The Board determined that despite a debt being subject to an arbitration agreement, unless the debt is disputed on genuine and substantial grounds, the court can make a winding up order.

This reverses the English law approach taken following the decision in Salford Estates (No 2) Limited v Altomart Limited (No 2) [2015] Ch 589, (Salford Estates) where it was determined that without "wholly exceptional circumstances", the court should not "conduct a summary judgment type analysis of liability” but should instead defer to the relevant arbitral tribunal's jurisdiction to determine the validity of the debt. 

The Board based their reasoning on the following points:

  1. Salford Estates, and the cases that followed it, were wrong to introduce a discretionary stay of creditors’ petitions if an insubstantial dispute about the debt arises.
  2. A winding up petition does not resolve or determine the petitioner’s claim to the debt. 
  3. The obligation embodied in an arbitration agreement is to refer disputes to arbitration for resolution with the negative obligation not to have them resolved by any court process. A creditor does not agree to not present a not winding up petition.
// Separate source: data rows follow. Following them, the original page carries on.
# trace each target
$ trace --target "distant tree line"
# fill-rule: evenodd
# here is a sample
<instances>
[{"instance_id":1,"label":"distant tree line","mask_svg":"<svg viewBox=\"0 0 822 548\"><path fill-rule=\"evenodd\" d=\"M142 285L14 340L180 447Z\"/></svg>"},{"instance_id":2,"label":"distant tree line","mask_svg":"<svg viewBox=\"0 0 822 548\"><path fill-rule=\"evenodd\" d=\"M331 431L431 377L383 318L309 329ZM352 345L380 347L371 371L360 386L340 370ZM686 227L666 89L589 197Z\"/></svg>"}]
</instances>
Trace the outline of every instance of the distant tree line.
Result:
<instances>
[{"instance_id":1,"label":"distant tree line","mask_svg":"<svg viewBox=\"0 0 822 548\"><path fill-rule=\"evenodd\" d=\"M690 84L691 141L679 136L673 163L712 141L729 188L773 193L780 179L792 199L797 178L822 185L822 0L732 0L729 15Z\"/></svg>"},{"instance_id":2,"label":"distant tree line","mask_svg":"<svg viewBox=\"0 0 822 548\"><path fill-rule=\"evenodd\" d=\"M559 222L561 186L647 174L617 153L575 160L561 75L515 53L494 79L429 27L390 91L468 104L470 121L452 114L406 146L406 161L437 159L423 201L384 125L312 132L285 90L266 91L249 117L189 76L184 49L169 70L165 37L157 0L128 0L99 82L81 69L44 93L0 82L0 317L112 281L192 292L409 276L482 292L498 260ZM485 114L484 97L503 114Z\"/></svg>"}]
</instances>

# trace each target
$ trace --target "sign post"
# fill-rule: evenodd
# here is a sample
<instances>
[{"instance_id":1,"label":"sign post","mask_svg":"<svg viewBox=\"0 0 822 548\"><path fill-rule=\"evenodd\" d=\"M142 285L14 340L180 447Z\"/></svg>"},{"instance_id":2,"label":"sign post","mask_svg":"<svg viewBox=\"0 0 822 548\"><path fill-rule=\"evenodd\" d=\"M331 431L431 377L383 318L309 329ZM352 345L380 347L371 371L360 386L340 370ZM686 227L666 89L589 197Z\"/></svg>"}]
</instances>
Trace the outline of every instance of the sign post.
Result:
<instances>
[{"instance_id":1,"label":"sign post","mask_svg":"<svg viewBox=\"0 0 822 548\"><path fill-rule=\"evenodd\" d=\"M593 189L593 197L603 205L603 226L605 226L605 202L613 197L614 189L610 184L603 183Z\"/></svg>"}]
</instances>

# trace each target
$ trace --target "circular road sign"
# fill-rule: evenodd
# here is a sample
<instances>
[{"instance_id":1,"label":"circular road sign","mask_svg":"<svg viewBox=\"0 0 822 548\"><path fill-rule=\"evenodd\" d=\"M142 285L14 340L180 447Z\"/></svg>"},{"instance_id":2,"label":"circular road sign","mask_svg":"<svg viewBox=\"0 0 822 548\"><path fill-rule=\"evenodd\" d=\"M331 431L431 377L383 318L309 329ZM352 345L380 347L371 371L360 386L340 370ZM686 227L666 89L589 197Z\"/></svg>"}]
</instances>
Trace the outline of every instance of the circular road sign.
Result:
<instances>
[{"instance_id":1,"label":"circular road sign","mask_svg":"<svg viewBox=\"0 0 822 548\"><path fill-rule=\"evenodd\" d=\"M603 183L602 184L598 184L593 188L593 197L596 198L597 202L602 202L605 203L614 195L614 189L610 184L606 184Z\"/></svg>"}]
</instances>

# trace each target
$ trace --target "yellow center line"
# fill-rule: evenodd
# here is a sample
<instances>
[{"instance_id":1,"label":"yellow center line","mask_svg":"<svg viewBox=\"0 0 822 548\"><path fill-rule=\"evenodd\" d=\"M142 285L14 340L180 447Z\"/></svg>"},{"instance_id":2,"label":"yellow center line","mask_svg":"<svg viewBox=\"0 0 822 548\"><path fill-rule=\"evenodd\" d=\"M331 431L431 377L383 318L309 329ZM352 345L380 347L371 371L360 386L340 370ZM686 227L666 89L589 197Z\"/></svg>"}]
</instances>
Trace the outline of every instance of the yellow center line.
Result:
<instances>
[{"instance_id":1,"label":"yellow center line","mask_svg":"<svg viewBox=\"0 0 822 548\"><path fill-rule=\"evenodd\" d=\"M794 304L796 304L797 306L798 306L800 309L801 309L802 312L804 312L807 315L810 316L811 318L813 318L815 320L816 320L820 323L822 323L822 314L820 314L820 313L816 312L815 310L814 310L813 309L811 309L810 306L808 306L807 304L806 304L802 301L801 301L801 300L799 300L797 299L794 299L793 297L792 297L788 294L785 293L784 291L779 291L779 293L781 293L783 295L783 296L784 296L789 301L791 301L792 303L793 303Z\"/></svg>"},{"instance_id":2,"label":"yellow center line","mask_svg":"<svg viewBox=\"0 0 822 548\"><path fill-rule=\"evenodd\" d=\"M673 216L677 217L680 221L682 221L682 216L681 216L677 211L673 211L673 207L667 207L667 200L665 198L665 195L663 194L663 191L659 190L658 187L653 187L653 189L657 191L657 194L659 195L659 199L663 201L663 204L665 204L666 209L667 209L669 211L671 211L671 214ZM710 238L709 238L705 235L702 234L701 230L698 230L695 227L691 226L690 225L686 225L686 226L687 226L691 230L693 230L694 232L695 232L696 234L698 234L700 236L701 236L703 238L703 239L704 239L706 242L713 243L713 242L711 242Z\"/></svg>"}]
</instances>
Until now, following Salford Estates, those in the construction industry were simply left with the ability to commence arbitration proceedings, with any winding up petition suspended or dismissed by the Court pending determination of the arbitration.

The Board took the exceptional step of making a Willers v Joyce direction that Salford Estates should no longer be followed in England and Wales.

The judgment in Sian Participation v Halimeda will therefore now open the door, allowing creditors to proceed with winding up petitions where the debt is undisputed on genuine and substantial grounds.